The main factor in the formation of Nizhny Novgorod as the main trading centre of Russia at the beginning of the 19th century was the transfer here in 1817 of the Makariev Fair.

At the expense of the treasury, under the general project and under the leadership of Augustine de Betancourt, the largest guest complex in Europe was created. At the stage before 1822, the Cathedral of the Savior was built according to the project of Auguste de Montferrand, 3 administrative, 4 "Chinese" wooden and 56 brick buildings with thousands of shops, hotels, taverns and a summer theatre. For the first time in Europe, sewerage was provided here.

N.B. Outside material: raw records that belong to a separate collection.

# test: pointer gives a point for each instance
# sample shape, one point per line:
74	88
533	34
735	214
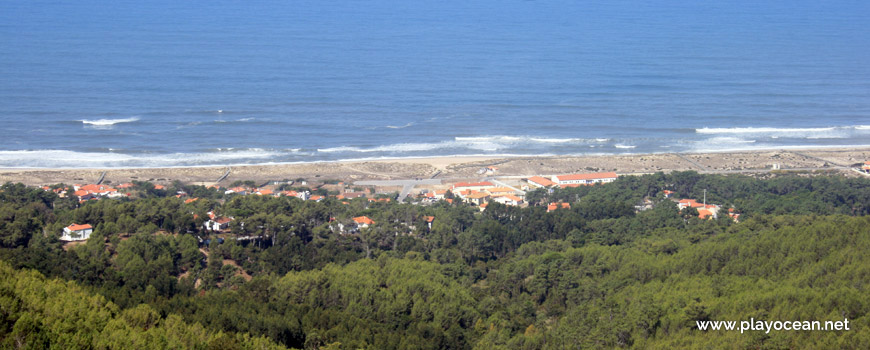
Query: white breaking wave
479	143
752	130
72	159
108	122
400	127
520	139
833	132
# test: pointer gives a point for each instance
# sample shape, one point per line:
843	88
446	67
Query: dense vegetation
598	275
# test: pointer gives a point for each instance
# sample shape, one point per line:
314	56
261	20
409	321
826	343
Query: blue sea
190	83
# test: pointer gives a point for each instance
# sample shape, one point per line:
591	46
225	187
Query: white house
477	186
509	200
540	182
584	179
76	232
216	223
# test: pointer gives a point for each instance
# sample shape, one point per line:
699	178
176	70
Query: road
407	185
502	184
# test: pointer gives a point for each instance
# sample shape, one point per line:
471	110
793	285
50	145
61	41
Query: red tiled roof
515	198
76	227
541	181
473	184
364	220
593	176
554	206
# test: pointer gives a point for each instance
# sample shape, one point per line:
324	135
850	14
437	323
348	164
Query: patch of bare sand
453	167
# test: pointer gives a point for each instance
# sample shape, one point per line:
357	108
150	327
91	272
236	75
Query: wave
758	130
478	143
524	139
400	127
108	122
114	159
831	132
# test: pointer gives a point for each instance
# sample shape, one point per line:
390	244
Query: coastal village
509	191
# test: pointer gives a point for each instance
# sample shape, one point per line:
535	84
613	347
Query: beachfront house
509	200
474	186
540	182
76	232
584	179
363	222
477	198
554	206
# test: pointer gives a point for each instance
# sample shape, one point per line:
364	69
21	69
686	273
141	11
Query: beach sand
460	167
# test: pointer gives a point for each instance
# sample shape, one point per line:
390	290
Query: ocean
193	83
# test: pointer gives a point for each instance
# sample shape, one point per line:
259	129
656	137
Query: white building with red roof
584	179
540	182
76	232
472	186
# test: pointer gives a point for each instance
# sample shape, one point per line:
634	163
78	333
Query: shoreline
461	167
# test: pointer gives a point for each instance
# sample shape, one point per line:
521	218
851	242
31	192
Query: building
478	198
217	223
363	221
554	206
435	195
584	179
76	232
509	200
472	186
501	191
540	182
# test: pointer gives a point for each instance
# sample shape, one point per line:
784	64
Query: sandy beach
447	168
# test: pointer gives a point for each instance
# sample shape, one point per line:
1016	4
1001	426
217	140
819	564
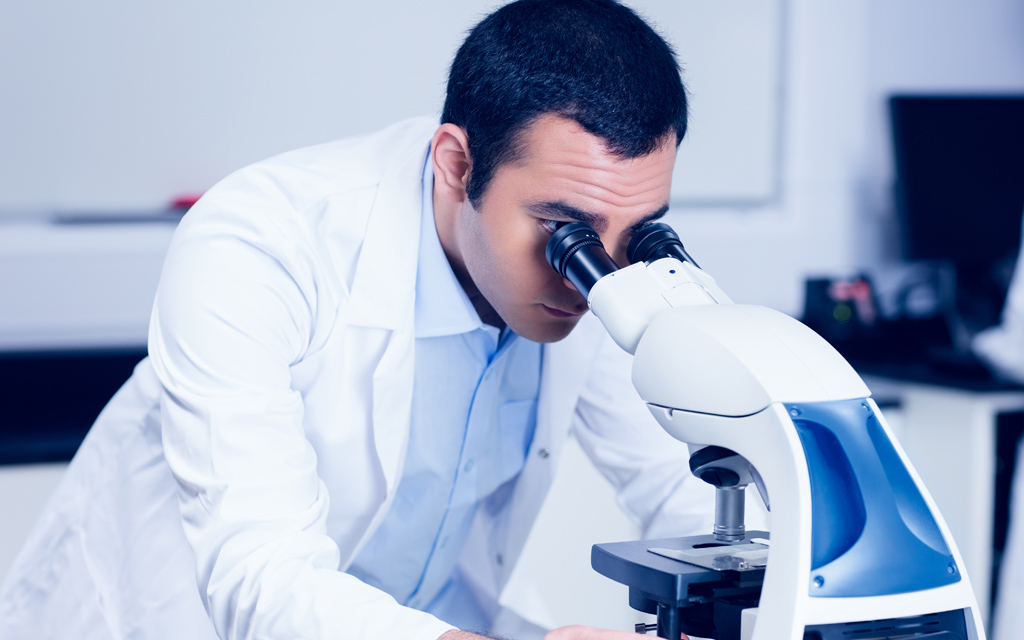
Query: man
357	384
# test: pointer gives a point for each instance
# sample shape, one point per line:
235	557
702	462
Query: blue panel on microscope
871	531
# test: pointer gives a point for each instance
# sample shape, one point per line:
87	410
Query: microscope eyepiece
577	253
657	241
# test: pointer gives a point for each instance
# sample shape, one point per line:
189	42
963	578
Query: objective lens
577	253
654	242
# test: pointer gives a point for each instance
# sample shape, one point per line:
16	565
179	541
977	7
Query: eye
550	225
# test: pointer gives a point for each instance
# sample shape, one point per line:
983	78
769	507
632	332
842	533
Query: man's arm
574	632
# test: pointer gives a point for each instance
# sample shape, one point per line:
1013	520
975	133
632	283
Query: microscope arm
855	535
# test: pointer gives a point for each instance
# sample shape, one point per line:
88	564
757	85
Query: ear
450	154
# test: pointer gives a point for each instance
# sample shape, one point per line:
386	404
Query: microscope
857	551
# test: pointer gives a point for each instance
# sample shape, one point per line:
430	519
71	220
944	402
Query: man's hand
590	633
574	632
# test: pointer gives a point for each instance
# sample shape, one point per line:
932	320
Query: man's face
564	174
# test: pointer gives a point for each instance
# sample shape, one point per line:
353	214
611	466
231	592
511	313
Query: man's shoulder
372	154
300	178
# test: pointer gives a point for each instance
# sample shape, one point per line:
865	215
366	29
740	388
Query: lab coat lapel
563	374
383	299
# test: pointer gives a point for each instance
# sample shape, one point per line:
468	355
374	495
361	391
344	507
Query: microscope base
709	602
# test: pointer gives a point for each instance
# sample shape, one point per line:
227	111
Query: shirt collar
442	308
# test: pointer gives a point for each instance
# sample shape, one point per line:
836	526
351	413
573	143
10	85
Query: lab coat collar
446	310
384	284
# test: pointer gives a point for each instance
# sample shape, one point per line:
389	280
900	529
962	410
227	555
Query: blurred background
891	225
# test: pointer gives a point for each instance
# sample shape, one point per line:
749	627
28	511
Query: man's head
593	61
557	111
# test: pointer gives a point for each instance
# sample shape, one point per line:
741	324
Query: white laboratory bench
948	433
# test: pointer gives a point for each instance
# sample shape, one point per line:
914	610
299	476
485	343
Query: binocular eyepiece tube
577	253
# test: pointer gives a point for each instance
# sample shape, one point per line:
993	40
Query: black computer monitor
960	176
960	196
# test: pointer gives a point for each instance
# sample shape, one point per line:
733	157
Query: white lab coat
260	444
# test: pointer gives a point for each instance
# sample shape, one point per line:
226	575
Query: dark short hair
594	61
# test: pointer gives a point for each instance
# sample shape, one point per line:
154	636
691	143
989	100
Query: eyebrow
598	222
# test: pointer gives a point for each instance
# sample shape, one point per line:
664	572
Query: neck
444	216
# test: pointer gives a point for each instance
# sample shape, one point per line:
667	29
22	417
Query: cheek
510	258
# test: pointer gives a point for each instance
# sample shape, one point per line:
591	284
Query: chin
546	332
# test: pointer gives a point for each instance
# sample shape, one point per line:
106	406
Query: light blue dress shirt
474	411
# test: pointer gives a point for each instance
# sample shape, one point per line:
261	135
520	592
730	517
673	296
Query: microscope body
857	547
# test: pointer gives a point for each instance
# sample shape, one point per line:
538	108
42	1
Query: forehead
560	161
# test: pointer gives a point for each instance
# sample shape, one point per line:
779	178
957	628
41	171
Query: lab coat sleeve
236	307
647	467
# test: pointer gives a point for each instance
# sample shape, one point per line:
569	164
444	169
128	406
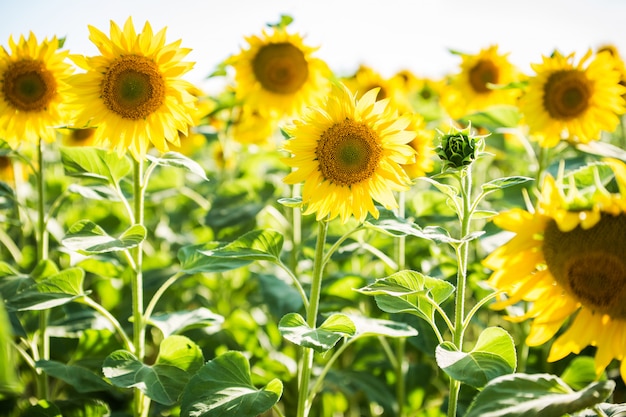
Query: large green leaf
492	356
162	383
223	387
406	292
523	395
178	160
88	162
181	352
256	245
180	321
82	379
88	238
53	291
294	328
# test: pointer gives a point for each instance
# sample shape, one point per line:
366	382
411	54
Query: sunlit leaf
95	163
54	291
223	387
82	379
492	356
178	160
523	395
87	238
181	352
294	328
162	383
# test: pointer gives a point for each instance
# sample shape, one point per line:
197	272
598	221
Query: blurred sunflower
78	137
349	152
423	145
472	89
568	259
571	101
367	78
133	92
32	90
277	75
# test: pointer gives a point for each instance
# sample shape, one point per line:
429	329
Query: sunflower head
459	148
573	101
133	92
278	75
567	259
473	88
33	89
349	153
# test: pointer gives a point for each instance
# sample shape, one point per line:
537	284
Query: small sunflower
349	152
568	260
571	101
472	89
277	75
32	90
132	93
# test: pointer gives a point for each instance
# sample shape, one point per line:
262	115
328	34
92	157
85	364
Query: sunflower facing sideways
132	93
277	75
475	87
32	90
348	153
568	259
576	102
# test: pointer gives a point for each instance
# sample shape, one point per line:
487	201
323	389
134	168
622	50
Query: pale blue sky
388	35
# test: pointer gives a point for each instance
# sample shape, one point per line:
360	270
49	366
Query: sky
388	35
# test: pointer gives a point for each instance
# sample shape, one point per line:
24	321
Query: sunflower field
309	243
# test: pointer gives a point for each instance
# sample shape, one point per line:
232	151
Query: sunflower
571	101
132	93
567	258
349	152
277	75
423	145
32	90
472	89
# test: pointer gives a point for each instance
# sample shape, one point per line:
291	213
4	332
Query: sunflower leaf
94	163
493	356
409	292
88	238
294	328
178	160
223	386
523	395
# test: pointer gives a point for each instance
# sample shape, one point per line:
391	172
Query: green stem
462	252
304	403
142	403
42	255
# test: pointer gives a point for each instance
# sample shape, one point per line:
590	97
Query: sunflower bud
459	149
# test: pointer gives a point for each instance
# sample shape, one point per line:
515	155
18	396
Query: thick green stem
306	366
462	252
142	403
42	255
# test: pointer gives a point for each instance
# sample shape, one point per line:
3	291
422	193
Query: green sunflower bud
459	149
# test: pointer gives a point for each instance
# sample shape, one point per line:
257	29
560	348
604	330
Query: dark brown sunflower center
133	87
566	94
348	153
591	264
28	85
280	68
483	73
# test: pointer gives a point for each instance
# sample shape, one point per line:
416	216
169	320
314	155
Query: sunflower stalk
306	365
142	402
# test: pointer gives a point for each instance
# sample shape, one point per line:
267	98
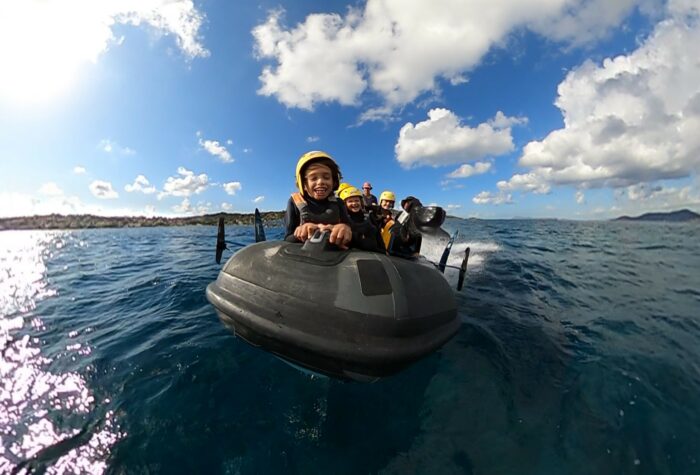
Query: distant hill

At the second stage, the complex of the Cathedral of the Savior was completed, a mosque and an Armenian-Gregorian church were built. The third stage marked a strict rectangular redevelopment of the fair with the paving of all streets, the creation of a number of new places of worship, including the Alexander Nevsky Cathedral, a three-story commercial building, called the Persian Caravanserai, was erected near the mosque. The fourth stage was the last in a series of reconstructions and included: the construction of the stone circus of the Nikitin brothers, the Brazilian passage on theatre Square, the new Main Fair House in the Russian style, which became one of the largest passages of the Russian Empire.

The current Nizhny Novgorod fair is an interactive museum. The inauguration of the governor and various official events are held in the armorial hall.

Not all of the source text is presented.